É bom falar bem de um diretor que parecia carta fora do baralho, como Mike Nichols. Há quase 40 anos, ele fez um filme-marco, um filme-farol dos anos 1960, "A Primeira Noite de Um Homem", mas depois aceitou compromissos demais em Hollywood, assinando obras certamente indignas do seu talento. Mas ele está voltando – com a sua adaptação de "Angels in America", para TV, e com "Perto Demais", em que se percebe que, em close, ninguém é normal. Inversamente, é triste falar de um grande que está se apequenando, Martin Scorsese. Em "Gangues de Nova York" e "O Aviador", ele se perde na própria megalomania que finge criticar a de Howard Hughes, mais honestamente representado num filme de Edward Dmytryk que, em 1963, era considerado o supra-sumo do kitsch, "Os Insaciáveis".
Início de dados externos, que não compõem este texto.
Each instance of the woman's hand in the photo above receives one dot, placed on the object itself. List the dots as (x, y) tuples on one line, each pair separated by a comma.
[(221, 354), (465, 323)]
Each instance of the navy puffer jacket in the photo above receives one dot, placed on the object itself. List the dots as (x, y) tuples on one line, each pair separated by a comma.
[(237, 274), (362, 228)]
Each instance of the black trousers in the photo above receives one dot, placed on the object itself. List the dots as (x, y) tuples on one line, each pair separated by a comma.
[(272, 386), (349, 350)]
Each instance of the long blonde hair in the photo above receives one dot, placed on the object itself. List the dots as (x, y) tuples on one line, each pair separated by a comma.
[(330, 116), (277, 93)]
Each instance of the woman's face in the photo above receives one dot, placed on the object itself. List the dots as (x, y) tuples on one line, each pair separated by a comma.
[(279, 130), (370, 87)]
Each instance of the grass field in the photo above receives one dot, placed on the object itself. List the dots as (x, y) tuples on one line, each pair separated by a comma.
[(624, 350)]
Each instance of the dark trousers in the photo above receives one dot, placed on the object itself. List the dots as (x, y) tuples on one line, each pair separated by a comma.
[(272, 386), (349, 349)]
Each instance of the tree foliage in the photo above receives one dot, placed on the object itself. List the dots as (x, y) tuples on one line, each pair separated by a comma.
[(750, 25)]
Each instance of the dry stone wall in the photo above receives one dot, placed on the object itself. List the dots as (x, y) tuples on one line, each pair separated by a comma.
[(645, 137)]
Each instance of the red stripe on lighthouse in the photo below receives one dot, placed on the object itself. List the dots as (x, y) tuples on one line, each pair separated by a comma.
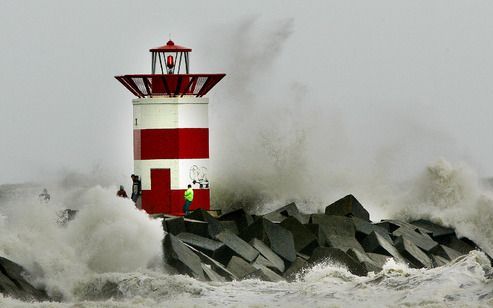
[(178, 143)]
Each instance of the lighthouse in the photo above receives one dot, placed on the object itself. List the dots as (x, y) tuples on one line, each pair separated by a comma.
[(171, 130)]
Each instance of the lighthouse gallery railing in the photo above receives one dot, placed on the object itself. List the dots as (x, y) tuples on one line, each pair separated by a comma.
[(170, 85)]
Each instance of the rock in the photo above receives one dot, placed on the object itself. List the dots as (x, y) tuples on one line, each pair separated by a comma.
[(174, 225), (302, 237), (364, 260), (379, 259), (211, 274), (215, 265), (290, 210), (335, 225), (240, 217), (197, 227), (279, 239), (238, 245), (240, 268), (266, 274), (376, 243), (335, 255), (364, 228), (13, 283), (177, 254), (436, 230), (418, 239), (348, 206), (214, 249), (273, 258), (294, 269), (446, 252), (412, 253)]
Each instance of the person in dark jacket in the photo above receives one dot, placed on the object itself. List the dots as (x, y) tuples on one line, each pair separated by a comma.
[(136, 191), (122, 193)]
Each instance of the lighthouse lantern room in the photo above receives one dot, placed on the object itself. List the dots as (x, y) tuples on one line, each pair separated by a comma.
[(171, 130)]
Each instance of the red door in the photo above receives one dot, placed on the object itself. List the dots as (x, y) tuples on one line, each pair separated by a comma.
[(158, 199)]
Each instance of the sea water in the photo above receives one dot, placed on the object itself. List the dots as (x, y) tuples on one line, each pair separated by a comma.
[(110, 254)]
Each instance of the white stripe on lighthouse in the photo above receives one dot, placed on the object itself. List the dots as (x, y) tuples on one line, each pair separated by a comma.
[(174, 112), (183, 171)]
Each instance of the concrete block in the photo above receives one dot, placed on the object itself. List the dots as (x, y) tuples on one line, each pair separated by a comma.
[(197, 227), (211, 274), (240, 217), (174, 225), (240, 268), (365, 260), (418, 239), (214, 249), (301, 235), (238, 245), (267, 274), (377, 243), (290, 210), (412, 253), (177, 254), (438, 261), (281, 241), (436, 230), (348, 206), (379, 259), (295, 269), (446, 252), (272, 257), (230, 225), (364, 228), (215, 265), (334, 255), (335, 225)]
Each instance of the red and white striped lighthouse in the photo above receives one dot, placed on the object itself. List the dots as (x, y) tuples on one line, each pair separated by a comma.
[(171, 130)]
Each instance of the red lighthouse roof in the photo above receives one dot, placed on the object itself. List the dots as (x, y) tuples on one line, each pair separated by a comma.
[(170, 47)]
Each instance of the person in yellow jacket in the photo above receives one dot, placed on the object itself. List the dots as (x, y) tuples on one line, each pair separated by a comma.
[(188, 199)]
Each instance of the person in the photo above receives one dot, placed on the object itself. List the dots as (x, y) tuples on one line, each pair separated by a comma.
[(122, 193), (188, 199), (44, 196), (136, 191)]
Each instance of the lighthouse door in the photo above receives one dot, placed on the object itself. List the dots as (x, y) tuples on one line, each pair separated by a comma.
[(160, 191)]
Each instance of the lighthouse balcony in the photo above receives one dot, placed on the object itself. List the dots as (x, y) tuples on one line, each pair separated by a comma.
[(171, 85)]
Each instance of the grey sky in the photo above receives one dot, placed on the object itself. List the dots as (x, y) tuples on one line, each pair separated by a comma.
[(365, 85)]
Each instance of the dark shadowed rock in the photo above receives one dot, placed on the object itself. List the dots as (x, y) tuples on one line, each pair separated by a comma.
[(379, 259), (278, 238), (364, 228), (290, 210), (197, 227), (213, 249), (177, 254), (174, 225), (301, 235), (376, 243), (240, 217), (13, 283), (422, 241), (364, 260), (412, 253), (240, 268), (348, 206), (334, 255), (436, 230), (273, 258), (238, 245), (446, 252)]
Entre os paradoxos do mundo global está o fato de um diretor neozelandês de filmes que pareciam de segunda ("Trash – Náusea Total", "Fome Animal" e até "Almas Gêmeas"), ter domado a máquina de Hollywood, utilizando-a para impor um imaginário como nunca se viu igual – Peter Jackson. Pois, no fundo, é disso que trata o cinema. Peter Jackson querendo reinventar o "King Kong" que viu quando garoto, aos 9 anos; Marcelo Gomes querendo contar essa história de dois amigos, um gringo alemão e um sertanejo, que ouviu de seu avô. O coreano Kim Ki-duk contando de forma original a história de um sujeito fora de série, um ladrão que invade casas para consertar as coisas, não para roubar. Quer coisa mais surpreendente? Enquanto houver sonhadores desse porte a grandeza do cinema permanecerá inexpugnável.